FNW : Vous étiez, pour la marque phare du groupe Maus, à la direction marketing. Les deux entreprises n'ont pas la même envergure, mais que pouvez-vous prendre chez Lacoste pour l'appliquer chez Aigle ?
 
SC : La force de Lacoste c'est d’être une marque iconique, avec une histoire et des valeurs fortes tout à fait en prise avec l'air du temps. Même si les marques sont très différentes, c'est également le cas pour Aigle. Je me suis donc tout d’abord plongée dans l'histoire de cette marque patrimoniale qui a débuté il y 167 ans. Aigle a tout d'abord produit des coques en caoutchouc naturel à placer sur les chaussures de ville qui permettaient de sortir de chez soi par tous les temps tout en étant présentable, c’est ce que l’on appellerait aujourd’hui la mobilité urbaine. D’un point de vue produit la marque s’est construit sur un équilibre entre le style et la fonction. C’est un concept ultra pertinent aujourd'hui. Il faut juste trouver le ton juste et pour l’exprimer.
 
FNW : Comment allez-vous procéder ?
 
SC : Tout d’abord cet équilibre entre style et fonction doit être réaffirmé dans les collections. Avoir ces deux éléments au même niveau est assez inédit. Beaucoup de marques ont du style mais n'apportent pas de fonction, et inversement. Aigle dispose d'un certain chic, un esprit plus outside qu'outdoor. Ensuite, Aigle est une marque très engagée sans que cela soit vraiment exprimé. Nos bottes sont en caoutchouc naturel et sont produites en France, dans notre Manufacture depuis 1853 et sont conçues pour durer toute une vie comme tous nos produits : l'obsolescence programmée n'a jamais fait partie de notre vision ! Nos produits textile techniques sont réalisés en Asie car c'est là-bas que sont les savoir-faire. Mais en Asie comme en Europe, vous pouvez produire un vêtement durable ou un produit "jetable". Nous faisons des vêtements durables avec nos partenaires en Asie depuis que la marque propose du textile. Ce qui est très important lorsque l’on a la chance d’être en charge d’une marque iconique, c'est de comprendre qu'il est possible de la faire évoluer mais pas de la transformer. Nous allons donc construire sur les fondamentaux de la marque en les renforçant : le style et la fonction et l’impact positif.

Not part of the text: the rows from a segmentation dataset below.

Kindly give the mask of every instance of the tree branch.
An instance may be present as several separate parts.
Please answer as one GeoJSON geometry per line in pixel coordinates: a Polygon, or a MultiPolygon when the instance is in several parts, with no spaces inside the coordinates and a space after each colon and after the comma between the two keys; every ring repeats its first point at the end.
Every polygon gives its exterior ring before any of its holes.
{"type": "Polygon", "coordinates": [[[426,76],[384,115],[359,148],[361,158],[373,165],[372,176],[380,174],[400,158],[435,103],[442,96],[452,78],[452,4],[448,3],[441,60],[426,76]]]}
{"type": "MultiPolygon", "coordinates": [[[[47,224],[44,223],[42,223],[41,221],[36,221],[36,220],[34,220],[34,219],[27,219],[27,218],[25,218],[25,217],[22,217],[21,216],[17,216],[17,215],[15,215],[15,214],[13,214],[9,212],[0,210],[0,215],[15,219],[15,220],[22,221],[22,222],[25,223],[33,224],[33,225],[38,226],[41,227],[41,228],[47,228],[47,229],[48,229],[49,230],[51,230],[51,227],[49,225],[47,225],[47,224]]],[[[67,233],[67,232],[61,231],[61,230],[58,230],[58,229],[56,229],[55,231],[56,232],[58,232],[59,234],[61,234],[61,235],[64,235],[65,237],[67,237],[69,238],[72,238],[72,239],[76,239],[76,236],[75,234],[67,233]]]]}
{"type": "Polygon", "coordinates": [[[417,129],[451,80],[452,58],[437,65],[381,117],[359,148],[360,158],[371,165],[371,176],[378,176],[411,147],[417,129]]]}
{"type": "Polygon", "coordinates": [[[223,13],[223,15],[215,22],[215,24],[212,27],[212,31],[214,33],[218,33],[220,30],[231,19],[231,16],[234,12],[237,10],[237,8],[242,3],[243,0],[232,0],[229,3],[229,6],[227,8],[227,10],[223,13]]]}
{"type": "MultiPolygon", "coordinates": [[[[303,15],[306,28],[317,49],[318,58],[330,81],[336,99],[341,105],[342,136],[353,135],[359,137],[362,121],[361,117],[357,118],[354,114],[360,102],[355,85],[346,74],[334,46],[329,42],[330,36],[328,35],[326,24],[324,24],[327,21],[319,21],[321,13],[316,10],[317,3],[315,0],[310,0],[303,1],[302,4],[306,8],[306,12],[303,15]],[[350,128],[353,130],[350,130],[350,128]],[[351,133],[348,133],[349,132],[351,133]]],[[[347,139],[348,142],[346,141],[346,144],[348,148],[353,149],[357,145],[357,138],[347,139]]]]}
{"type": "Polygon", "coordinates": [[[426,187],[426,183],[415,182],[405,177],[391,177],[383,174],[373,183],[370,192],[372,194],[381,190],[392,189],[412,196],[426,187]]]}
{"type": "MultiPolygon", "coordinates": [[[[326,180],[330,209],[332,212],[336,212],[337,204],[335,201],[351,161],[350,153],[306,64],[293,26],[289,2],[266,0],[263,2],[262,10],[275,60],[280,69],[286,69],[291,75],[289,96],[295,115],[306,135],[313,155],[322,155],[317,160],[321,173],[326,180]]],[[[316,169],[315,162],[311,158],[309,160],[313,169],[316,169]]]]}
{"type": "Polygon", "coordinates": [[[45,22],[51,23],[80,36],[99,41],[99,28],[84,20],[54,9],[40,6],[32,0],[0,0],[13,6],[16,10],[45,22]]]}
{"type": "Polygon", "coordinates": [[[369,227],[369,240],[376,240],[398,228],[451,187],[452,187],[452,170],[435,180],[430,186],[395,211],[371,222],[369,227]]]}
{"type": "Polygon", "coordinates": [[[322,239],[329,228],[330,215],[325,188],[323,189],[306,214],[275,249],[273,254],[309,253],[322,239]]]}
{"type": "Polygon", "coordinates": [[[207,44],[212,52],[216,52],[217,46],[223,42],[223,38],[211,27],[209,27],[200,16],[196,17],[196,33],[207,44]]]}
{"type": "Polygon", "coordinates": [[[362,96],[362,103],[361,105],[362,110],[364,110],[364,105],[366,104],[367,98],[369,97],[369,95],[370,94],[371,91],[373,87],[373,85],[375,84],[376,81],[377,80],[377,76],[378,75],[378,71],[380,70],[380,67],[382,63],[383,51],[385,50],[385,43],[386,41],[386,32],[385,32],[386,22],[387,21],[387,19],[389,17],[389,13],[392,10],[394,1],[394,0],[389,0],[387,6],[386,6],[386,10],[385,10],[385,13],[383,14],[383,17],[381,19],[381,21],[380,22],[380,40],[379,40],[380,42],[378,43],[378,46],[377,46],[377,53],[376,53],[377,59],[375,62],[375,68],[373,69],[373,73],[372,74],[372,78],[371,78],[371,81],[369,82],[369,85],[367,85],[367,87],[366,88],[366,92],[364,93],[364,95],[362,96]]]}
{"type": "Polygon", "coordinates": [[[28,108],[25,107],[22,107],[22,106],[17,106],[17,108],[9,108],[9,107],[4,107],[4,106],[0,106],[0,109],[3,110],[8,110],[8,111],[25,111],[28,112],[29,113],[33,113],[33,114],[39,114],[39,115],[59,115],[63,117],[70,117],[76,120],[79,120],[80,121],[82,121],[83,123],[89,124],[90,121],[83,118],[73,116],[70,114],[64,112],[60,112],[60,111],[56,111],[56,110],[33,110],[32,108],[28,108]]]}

Pour l'automne, Aigle signe une collaboration avec Koché. Elle propose aussi des pièces urbaines dédiées à la pratique du vélo avec la marque Urban Circus - Aigle



FNW : Il est beaucoup question de retour à une production européenne, voire française. Qu'en pensez-vous?

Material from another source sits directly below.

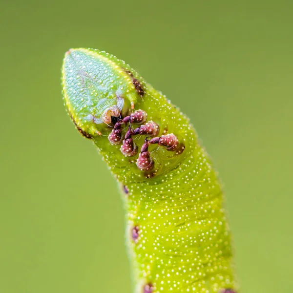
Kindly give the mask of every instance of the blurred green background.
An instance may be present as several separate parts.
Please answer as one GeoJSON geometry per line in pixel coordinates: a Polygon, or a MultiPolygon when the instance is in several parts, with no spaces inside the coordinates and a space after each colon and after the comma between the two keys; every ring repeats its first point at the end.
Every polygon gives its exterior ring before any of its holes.
{"type": "Polygon", "coordinates": [[[293,1],[1,2],[0,292],[130,293],[114,179],[63,107],[70,47],[125,60],[225,183],[242,293],[293,291],[293,1]]]}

SC : Le groupe produit déjà en Europe. Nous avons investi dans un outil de production et nous continuons d'investir. C'est un choix stratégique qui était fort. C'est encore plus pertinent à présent.

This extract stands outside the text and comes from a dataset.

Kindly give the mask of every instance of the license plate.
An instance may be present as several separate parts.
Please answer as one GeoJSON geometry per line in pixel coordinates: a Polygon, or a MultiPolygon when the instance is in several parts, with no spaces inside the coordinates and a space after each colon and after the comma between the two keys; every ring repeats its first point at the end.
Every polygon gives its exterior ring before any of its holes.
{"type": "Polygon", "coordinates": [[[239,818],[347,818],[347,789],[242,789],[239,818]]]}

FNW : Comment envisagez-vous la sortie de crise? Ce confinement et ses répercussions vont avoir un impact lourd sur les résultats et les capacités d'investissement des marques, non?

SC : Vous savez, nous avons envie de communiquer sur une dimension positive. Nous sommes restés sur la dimension humaine. Nous pensons qu'on aura envie de sortir. Nous voulons avoir un ton joyeux, présenter notre collection colorée. Bien sûr que les dépenses sont réalisées à l'aune de ce qui est essentiel. Mais nous savons qu'il faut être rationnel. Cette année est exceptionnelle. C'est une parenthèse que l'on n'évaluera pas avec nos outils de mesures habituels. On pilote l'activité et on a travaillé sur les coûts avec la notion de pérennité en tête. On suivra nos performances avec nos outils de mesures claissiques à partir de l'année prochaine.